The Child Bride

  • For the past eight months I have ceased to be my parents' daughter. I am known simply as the bride. My new title brings with it some interesting contradictions. Having made a major decision about the course of the rest of my life, I am an adult, and yet this process catapults me back to childhood. After a good five years of being on my own, I find that I have to plead my case with my parents about even the smallest of details. Who knew each of my parents and I would have a strong opinion about which musical instrument should be playing during the procession? Me, trumpet; Mom, flute; Dad, violin.

    I am thrown back to the days of negotiating for a later curfew when my mother pronounces that my groom David and I should make an early grand exit from the wedding. We suggest we just might want to stay out late at our wedding and have fun with our friends. Six months ago my mother and I rehashed a seventh-grade Guess jeans drama when I assured her that all brides are wearing strapless dresses and it is not inappropriate. I actually seem to be getting worse at this. The outcomes? In 1986, age 12, yes to the jeans. In 2001, age 26, no to the strapless dress.
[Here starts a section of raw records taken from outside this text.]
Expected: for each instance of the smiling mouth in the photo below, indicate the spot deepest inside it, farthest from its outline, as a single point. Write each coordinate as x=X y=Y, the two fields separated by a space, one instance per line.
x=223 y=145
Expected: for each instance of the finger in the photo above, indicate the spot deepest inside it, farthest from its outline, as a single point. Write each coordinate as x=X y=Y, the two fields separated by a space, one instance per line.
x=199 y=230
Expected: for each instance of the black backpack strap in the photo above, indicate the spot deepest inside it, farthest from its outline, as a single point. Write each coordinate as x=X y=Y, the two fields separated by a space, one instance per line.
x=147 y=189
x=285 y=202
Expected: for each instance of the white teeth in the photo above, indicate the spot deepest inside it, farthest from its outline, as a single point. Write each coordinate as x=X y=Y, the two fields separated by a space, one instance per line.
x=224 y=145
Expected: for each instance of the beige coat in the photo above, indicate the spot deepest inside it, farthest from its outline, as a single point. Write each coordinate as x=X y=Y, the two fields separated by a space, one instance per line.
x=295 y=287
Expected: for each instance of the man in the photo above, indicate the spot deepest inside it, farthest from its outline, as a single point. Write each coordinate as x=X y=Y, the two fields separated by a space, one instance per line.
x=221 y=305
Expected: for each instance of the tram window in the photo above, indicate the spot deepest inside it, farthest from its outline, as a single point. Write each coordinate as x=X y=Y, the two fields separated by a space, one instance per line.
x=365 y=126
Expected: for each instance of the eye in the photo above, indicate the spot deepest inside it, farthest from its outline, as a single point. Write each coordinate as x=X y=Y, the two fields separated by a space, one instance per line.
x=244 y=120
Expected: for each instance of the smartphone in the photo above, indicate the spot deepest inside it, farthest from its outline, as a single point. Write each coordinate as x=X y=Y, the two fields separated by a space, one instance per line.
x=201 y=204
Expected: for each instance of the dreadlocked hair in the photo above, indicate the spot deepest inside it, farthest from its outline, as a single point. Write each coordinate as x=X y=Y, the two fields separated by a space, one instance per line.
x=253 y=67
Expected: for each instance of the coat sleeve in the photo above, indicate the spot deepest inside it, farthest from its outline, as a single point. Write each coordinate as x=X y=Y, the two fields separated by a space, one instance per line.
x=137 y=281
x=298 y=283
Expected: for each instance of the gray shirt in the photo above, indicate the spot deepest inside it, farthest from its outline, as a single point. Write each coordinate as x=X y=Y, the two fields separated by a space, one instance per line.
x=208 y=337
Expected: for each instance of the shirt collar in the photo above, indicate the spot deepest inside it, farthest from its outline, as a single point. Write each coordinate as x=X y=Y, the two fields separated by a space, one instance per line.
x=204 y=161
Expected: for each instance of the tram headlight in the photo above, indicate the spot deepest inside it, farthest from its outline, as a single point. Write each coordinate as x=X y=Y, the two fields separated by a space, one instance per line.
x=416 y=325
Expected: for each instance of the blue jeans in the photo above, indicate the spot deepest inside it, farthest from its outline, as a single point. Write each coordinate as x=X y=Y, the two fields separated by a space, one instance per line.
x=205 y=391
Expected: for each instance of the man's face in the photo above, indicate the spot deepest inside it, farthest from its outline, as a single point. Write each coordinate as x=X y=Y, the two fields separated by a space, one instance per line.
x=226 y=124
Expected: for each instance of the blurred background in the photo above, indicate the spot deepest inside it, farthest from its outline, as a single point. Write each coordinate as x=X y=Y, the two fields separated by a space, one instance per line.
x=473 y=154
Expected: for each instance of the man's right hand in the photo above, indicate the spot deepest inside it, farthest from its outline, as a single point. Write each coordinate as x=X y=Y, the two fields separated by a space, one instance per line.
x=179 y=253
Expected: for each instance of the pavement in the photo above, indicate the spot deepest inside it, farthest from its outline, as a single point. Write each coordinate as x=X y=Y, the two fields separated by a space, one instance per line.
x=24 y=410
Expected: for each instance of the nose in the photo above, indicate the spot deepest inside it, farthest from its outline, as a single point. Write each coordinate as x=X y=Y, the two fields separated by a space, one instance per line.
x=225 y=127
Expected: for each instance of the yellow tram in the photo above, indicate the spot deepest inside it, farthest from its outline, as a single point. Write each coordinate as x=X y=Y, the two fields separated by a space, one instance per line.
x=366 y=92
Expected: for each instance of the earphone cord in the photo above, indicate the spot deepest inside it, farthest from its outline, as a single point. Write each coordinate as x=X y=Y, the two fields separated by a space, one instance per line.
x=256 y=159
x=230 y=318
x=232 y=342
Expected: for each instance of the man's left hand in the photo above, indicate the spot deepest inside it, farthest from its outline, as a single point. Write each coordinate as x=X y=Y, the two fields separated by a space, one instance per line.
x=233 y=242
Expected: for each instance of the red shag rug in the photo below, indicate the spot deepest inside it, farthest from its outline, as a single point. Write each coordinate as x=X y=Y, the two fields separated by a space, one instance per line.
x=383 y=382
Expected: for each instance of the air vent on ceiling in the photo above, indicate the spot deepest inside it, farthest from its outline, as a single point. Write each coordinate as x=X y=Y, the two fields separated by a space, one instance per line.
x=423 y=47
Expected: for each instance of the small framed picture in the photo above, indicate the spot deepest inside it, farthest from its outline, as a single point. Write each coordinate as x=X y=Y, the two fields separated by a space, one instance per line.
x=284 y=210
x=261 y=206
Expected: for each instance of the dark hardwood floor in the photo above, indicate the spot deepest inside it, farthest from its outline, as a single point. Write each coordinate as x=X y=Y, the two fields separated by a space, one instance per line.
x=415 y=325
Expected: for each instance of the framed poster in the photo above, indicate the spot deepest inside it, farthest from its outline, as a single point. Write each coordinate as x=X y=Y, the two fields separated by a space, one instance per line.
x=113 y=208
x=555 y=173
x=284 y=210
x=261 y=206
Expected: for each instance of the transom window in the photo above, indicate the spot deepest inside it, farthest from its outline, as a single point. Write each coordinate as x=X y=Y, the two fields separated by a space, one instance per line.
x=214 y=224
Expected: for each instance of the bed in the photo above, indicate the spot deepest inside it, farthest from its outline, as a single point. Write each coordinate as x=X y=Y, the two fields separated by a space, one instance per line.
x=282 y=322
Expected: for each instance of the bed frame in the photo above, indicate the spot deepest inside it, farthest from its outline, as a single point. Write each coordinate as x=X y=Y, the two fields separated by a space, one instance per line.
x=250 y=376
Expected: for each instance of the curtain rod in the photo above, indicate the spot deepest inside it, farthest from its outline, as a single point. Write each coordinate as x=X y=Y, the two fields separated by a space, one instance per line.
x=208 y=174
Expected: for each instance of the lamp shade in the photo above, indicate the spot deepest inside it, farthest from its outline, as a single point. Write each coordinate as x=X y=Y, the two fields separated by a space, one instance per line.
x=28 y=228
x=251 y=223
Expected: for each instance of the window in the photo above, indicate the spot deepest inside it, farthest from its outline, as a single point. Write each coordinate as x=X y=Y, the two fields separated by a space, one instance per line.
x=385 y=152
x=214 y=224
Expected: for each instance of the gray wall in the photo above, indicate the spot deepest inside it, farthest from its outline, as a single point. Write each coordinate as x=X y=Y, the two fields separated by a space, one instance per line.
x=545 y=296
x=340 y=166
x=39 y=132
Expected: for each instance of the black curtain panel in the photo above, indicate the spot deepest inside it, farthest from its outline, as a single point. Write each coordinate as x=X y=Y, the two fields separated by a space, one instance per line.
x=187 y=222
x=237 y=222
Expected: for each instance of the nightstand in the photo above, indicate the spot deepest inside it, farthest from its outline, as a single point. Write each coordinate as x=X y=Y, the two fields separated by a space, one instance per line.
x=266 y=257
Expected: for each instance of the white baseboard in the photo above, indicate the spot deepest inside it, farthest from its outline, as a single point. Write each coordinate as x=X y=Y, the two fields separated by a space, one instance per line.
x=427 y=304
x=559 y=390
    As the only child of divorced parents, I have always dreaded my parents' being in the same room, not because they fight but because I have learned to deal with them independently, and I prefer the simplicity of that arrangement. I like them to keep their distance. Well, so much for that. The two of them are now as thick as thieves, e-mailing guest lists, announcements, sample menus, rendering useless my usual role as go-between. I'm a little confused. Are they getting friendly for the sake of their child, or have they grown up too?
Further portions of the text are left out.